There’s more still, for there is also a gallery in the adjacent visitor centre displaying a truly staggering array of nationally important prehistoric and Roman archaeological finds from NW Suffolk.
A final component is worth introducing: in the adjacent country park alongside the Lark Valley, there is a new Beowulf and Grendel trail which is deserving of credit and consideration in its own right given its fascinating installations.
The early and middle Anglo-Saxon period mortuary archaeologies
First, we must acknowledge than many of the details of the fittings and furnishings of the reconstructed settlement are directly inspired by mortuary archaeological finds. A good example is the reconstructed bed in one of the halls.
Next, the main museum contains a host of displays that discuss life in early Anglo-Saxon times, and mannequins wearing reconstructed costumes bear information from mortuary contexts.
Then, we have the direct consideration of mortuary practices, using the data from the early Anglo-Saxon cemeteries of the area, including Westgarth Gardens. Human remains are an element of these displays to tell to the story, notably the skeleton of a child. There is also an interactive activity where you can place grave-goods associated with the early Anglo-Saxon dead. I was pleased to see cremation, as well as inhumation, introduced.
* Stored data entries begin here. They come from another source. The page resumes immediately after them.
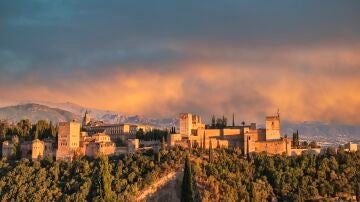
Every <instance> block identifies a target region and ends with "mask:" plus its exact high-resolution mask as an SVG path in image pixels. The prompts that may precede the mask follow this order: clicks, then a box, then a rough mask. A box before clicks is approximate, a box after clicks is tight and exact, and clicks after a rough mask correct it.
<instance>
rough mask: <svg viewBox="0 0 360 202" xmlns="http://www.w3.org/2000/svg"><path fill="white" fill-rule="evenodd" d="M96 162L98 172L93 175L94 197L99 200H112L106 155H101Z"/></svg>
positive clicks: (107, 157)
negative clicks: (96, 195) (95, 190)
mask: <svg viewBox="0 0 360 202" xmlns="http://www.w3.org/2000/svg"><path fill="white" fill-rule="evenodd" d="M98 162H99V164H98V174H97V175H96V177H95V188H96V192H97V197H96V199H97V200H99V201H113V196H114V194H113V192H112V190H111V183H112V179H111V173H110V170H111V168H110V165H109V159H108V157H107V156H104V155H102V156H100V159H99V160H98Z"/></svg>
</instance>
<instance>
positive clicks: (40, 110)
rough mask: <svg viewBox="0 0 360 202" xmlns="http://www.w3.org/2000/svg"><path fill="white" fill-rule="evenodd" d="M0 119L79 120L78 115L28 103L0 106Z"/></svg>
mask: <svg viewBox="0 0 360 202" xmlns="http://www.w3.org/2000/svg"><path fill="white" fill-rule="evenodd" d="M0 119H7V120H9V121H12V122H17V121H19V120H21V119H30V120H31V122H33V123H34V122H37V121H38V120H47V121H52V122H54V123H57V122H59V121H70V120H73V119H75V120H81V119H80V116H78V115H76V114H74V113H72V112H69V111H66V110H63V109H58V108H51V107H48V106H45V105H40V104H34V103H28V104H21V105H15V106H8V107H2V108H0Z"/></svg>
A further notable aspect is the archaeology of the settlement, for here a late pair of inhumation graves were uncovered. A facial reconstruction was commissioned for the male individual, bringing this young person to life and dating from a time when the settlement was being abandoned or already abandoned. A further element is the competition to name the individual – ‘The Man of West Stow’.
The final display of early Anglo-Saxon mortuary archaeology is in the closing sections of the galleries in the visitor centre. There are no visible human remains here.
Roman period mortuary archaeologies
This is not all, however, since both in the main museum there is a Roman stone coffin, seemingly reused in the early Anglo-Saxon cemetery.
Further important Roman-period cremation burials are on display in the visitor centre. Some still contain cremated human material, ranging from elaborate high-status burials (Rougham) down to more modest cinerary urns.
Directly and indirectly, a large fraction of the archaeological collections and the reconstructions of costume, furniture and fittings and buildings at West Stow rely upon mortuary data as well as the settlement excavations. Moreover, as well as being a rich resource for learning about life in the early and middle Anglo-Saxon periods, West Stow has considerable potential for education and engagement regarding past death ways. As we have seen, this is true for the both Roman and early medieval periods. Considering West Stow from the perspective of the public archaeology of death is a useful venture, since it focuses our attention on how archaeological collections shed light on both life and death in past times, but also regarding present conversations and anxieties regarding mortality, including dying, death, burial and commemoration.